With roles in The Baader Meinhof Complex, Elementarteilchen, and Das Adlon. Eine Familiensaga, a made for television mini-series about the famous hotel in Berlin and its founding family, you may already be familiar with German actor Tom Schilling.
Schilling has a remarkable number of titles to his name and his star continues to rise rapidly. There is nothing that can stop him. And he isn’t merely an actor. Schilling is also a talented musician who records music with his band Tom Schilling & The Jazz Kids.
In this month’s German-language film feature, I’m highlighting some exciting and interesting films that Schilling has lead roles in — Tod den Hippies!! Es lebe der Punk!, Unsere Mütter, unsere Väter, and Oh Boy!.
Get to Know Tom Schilling
Tom Schilling was born on February 10, 1982, in East Berlin. He grew up an only child in Berlin’s Mitte neighborhood.
Schilling seemed to know early that his calling was in acting. As a preteen, he became involved with the Berliner Ensemble theater company. A couple of years later, in 1996, he made his on-screen debut with an appearance on a German television series.

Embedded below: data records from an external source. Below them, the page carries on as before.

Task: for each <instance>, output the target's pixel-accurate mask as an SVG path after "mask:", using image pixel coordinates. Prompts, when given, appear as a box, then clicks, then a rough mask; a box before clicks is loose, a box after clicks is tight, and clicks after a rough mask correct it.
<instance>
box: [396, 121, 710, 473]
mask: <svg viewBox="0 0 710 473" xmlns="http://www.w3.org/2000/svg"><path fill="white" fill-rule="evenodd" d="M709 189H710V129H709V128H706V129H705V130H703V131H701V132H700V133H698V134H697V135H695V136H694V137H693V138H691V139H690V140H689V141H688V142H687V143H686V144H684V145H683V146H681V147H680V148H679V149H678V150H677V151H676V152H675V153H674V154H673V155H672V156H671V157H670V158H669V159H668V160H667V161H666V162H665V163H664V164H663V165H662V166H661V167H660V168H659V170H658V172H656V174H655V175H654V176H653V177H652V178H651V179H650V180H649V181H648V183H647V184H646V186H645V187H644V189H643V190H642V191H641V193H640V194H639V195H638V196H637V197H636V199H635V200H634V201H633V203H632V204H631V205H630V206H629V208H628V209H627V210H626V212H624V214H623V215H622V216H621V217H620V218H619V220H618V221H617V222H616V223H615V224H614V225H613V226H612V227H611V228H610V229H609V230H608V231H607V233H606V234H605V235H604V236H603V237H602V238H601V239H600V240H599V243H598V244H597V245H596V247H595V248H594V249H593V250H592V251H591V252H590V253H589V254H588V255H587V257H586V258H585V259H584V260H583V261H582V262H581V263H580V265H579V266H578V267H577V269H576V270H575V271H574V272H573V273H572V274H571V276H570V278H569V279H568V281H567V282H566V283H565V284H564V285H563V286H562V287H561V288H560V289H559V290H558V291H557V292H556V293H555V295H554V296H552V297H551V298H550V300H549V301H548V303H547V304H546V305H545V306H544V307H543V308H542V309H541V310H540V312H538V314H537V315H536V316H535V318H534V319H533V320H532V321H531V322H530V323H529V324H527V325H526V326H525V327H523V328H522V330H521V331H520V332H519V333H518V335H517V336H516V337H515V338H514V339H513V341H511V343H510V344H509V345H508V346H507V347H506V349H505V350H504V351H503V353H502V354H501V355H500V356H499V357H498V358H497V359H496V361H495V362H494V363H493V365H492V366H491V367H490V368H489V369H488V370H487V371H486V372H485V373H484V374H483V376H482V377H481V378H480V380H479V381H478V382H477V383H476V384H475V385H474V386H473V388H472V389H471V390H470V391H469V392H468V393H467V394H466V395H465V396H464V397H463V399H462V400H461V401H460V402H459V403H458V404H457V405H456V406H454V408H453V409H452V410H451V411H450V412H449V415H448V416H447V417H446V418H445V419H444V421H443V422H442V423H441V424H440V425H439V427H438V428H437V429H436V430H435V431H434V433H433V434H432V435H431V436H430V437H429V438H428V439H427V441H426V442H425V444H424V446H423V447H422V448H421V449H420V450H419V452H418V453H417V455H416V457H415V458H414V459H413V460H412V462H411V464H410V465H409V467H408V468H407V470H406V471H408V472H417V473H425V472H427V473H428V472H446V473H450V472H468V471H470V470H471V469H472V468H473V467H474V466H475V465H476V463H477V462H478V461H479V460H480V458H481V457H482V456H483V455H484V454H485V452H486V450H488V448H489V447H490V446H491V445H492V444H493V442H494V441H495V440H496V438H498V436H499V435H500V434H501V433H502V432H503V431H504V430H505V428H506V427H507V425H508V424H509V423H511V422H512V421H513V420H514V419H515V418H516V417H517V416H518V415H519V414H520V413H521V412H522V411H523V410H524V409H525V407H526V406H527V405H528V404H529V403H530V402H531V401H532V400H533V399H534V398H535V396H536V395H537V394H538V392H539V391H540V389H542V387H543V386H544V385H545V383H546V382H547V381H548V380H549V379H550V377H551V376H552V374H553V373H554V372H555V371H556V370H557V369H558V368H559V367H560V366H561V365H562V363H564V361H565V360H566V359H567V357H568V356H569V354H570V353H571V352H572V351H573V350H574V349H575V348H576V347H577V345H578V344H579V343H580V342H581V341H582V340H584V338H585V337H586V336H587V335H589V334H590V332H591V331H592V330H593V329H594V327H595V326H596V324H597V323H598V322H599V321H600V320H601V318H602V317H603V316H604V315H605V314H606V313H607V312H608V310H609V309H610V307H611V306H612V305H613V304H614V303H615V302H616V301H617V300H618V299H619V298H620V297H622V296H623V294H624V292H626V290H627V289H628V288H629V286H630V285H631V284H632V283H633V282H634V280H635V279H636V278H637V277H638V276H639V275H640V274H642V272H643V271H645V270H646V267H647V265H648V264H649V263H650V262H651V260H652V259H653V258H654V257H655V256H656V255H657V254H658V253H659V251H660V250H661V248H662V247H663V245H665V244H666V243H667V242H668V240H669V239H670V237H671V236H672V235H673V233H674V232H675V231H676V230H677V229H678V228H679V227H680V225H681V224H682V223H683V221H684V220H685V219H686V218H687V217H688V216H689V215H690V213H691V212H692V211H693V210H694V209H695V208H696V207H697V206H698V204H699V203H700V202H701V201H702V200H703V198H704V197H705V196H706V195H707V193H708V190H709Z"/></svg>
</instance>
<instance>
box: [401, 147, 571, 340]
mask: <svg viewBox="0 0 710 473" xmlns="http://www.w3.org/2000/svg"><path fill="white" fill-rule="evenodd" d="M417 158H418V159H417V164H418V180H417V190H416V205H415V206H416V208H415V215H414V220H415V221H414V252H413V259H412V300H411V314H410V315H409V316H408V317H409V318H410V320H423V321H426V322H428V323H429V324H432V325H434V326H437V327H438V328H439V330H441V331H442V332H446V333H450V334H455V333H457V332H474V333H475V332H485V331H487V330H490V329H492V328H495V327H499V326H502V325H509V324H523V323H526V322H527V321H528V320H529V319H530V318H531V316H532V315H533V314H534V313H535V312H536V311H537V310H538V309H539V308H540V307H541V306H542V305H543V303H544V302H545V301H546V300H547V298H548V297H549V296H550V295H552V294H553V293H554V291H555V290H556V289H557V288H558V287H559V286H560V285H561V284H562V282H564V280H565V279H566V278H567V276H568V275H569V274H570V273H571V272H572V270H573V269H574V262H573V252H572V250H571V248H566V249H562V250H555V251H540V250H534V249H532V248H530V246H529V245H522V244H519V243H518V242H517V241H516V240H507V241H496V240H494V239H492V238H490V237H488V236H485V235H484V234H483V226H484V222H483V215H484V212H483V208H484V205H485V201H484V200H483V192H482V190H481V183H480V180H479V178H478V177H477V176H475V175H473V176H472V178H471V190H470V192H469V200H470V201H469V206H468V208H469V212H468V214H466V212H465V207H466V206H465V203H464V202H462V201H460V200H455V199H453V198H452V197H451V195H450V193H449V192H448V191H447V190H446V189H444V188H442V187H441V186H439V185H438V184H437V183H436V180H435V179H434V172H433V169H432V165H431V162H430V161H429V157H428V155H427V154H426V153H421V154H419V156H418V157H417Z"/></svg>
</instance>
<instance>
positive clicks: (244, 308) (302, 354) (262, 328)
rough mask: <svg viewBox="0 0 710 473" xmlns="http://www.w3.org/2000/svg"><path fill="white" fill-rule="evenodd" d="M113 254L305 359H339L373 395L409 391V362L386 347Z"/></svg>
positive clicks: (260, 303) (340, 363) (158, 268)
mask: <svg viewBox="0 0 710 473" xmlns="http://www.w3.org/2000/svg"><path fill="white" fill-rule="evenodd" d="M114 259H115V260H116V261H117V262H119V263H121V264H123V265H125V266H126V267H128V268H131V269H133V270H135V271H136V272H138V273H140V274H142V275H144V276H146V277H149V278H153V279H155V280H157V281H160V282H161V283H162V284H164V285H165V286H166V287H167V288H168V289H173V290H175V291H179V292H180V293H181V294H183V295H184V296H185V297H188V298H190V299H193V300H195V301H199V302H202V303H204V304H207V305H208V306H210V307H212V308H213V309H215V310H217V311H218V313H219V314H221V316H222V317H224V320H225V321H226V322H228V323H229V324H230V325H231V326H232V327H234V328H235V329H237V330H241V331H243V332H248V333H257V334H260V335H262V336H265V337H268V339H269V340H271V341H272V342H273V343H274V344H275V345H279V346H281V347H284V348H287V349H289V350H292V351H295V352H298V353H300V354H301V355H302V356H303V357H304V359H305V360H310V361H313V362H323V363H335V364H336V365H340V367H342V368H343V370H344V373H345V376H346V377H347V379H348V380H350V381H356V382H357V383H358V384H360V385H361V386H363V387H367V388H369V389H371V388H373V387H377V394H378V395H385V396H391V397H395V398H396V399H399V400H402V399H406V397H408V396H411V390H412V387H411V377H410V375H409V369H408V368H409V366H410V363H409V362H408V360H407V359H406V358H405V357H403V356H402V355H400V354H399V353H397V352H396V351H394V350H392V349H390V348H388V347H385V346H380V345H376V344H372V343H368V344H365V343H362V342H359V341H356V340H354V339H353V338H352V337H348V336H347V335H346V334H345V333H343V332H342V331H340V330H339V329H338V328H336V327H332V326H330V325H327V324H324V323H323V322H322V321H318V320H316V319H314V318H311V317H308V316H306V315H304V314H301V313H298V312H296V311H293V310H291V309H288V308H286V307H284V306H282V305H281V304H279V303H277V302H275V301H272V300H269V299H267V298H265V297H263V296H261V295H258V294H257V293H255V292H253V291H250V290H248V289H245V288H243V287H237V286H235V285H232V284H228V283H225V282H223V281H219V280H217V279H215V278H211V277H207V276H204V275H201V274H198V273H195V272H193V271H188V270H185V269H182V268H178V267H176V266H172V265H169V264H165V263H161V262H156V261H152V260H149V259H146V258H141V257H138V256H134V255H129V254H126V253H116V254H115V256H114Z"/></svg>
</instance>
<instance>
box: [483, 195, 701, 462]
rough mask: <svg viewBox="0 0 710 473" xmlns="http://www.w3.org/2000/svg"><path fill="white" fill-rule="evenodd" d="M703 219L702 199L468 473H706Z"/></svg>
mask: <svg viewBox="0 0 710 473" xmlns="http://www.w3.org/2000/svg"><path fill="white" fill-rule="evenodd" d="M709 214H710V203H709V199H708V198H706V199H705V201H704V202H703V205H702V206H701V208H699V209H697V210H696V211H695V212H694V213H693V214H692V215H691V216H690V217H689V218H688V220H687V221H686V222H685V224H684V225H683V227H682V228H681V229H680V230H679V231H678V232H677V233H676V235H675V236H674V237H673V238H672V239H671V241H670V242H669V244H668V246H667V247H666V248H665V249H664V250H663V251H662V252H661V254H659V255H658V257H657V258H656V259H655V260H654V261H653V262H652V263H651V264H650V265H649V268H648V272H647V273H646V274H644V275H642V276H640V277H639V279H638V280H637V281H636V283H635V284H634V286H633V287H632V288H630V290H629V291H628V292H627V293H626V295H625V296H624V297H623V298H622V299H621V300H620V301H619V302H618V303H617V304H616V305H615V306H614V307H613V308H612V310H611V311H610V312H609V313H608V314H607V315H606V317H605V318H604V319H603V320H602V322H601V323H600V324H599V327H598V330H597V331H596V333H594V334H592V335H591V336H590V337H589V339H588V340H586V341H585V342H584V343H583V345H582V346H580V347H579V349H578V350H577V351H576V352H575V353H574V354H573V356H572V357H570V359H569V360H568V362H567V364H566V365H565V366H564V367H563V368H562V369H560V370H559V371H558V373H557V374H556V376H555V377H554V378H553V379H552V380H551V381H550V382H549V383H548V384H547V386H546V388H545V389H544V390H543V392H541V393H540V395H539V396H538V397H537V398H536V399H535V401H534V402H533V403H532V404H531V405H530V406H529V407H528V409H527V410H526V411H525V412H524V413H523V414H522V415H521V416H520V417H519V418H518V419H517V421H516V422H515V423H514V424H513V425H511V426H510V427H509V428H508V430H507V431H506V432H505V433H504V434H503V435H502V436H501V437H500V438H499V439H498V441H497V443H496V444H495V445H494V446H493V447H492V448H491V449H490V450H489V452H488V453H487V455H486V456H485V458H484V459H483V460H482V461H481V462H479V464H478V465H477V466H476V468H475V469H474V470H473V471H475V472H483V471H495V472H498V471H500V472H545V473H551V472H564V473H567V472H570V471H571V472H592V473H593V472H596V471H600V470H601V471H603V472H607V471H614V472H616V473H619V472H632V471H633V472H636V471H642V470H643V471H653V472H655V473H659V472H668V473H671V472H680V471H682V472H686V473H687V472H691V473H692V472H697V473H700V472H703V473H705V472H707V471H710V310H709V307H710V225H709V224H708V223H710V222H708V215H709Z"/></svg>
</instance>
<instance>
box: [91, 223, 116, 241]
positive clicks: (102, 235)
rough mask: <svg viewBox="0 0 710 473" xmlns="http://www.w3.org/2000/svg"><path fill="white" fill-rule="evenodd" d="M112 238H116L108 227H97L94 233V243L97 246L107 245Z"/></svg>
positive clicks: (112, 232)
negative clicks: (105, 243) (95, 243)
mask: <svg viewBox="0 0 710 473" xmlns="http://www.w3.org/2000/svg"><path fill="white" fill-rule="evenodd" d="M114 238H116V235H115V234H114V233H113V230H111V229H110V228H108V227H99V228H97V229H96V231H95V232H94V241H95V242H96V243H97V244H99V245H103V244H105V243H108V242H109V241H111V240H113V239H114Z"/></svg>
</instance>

Tod den Hippies!! Es lebe der Punk!
The 2015 film Tod den Hippies!! Es lebe der Punk! from Oskar Roehler (who also directed films like Jew Suss: Rise and Fall, Elementarteilchen, and Quellen des Lebens) stars Schilling as a teen looking for adventure and excitement. Set in the legendary West Berlin of the 1980s, the film follows the underground scene of sex, drugs, and rock ‘n’ roll. Sorry, make that sex, drugs, and punk. It’s a brash and in-your-face comedy that does not hold back.

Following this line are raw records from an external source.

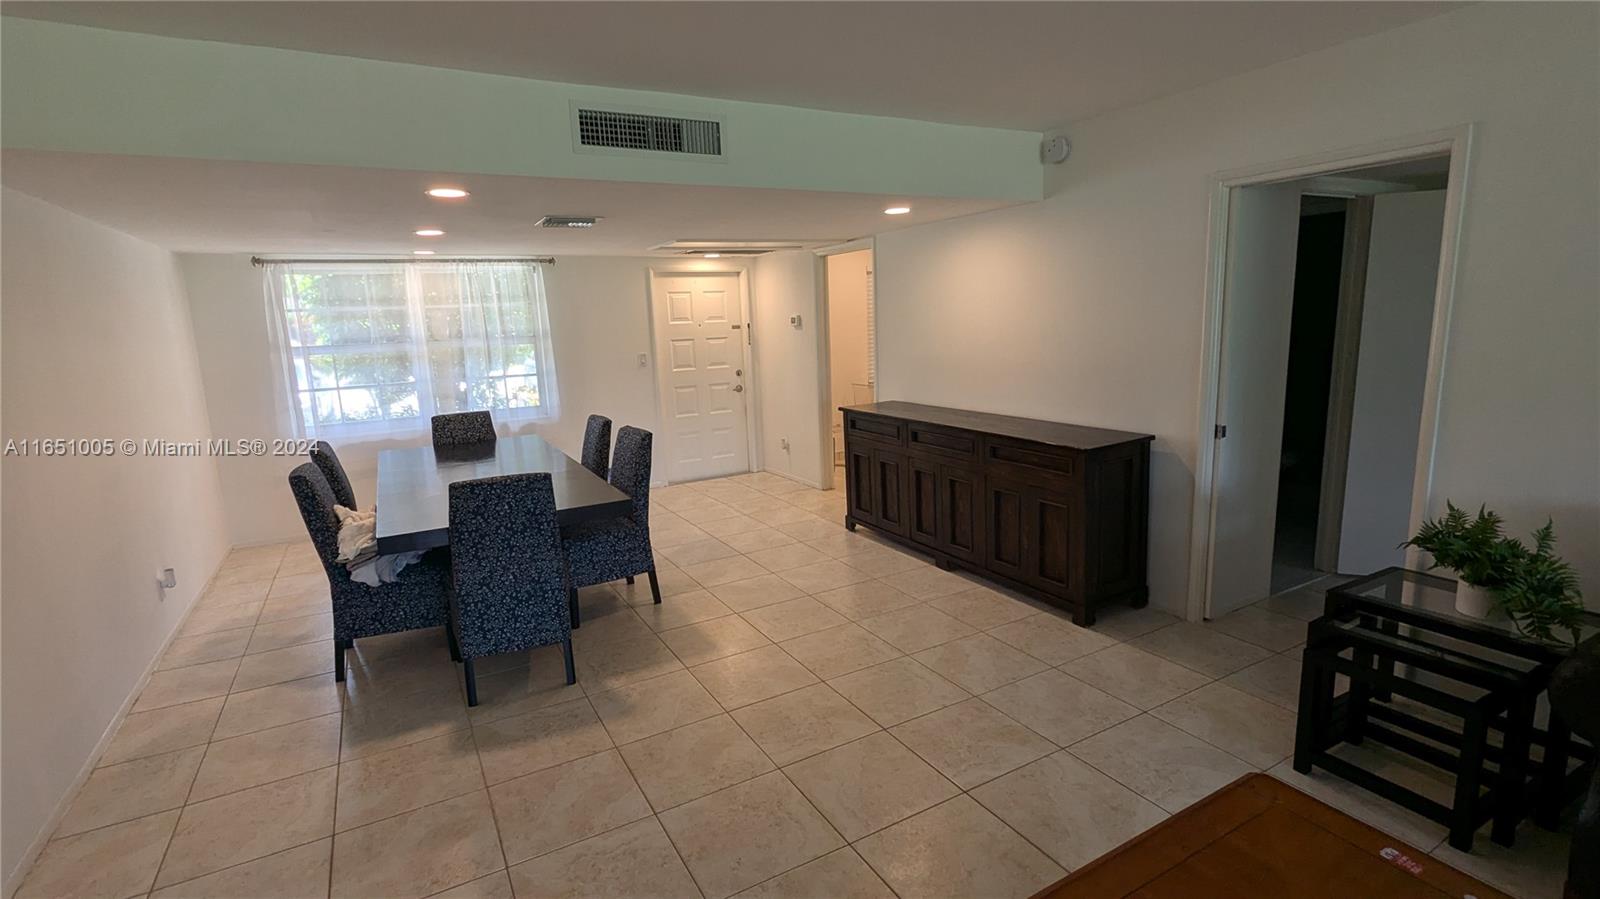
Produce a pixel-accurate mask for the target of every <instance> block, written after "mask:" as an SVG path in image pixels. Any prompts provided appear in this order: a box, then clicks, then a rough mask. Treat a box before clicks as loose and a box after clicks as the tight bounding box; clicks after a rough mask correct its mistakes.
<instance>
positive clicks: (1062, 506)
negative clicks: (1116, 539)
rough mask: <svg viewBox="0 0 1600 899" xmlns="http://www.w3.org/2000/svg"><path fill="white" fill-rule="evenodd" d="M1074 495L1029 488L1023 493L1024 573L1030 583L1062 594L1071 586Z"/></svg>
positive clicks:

Unsere Mütter, unsere Väter
While the BBC and HBO seem to have cornered the market on high-quality television mini-series, German broadcaster ZDF has been getting in on the act in recent years with some German television series of their own. Case in point the ZDF produced Unsere Mütter, unsere Väter.
Known as Generation War internationally, the three-part miniseries follows the lives of a group of 20-something German friends as they navigate through a world centered on World War II. The friends go in their own directions as some head to war and others do whatever they must to survive.
Somewhat unsurprisingly, the film has been highly controversial in Germany for its depiction of Nazi-era Germany. It’s a serious and moving program that shows the war from multiple perspectives.
Oh Boy! (A Coffee in Berlin)
Also known by its international title A Coffee in Berlin, Oh Boy! follows Schilling as he portrays Niko. After dropping out of university, Niko wanders the German capital city. He eventually finds himself while on a journey of self-discovery. Shot in black and white, Oh Boy! is an award-winning film that blends comedy and drama.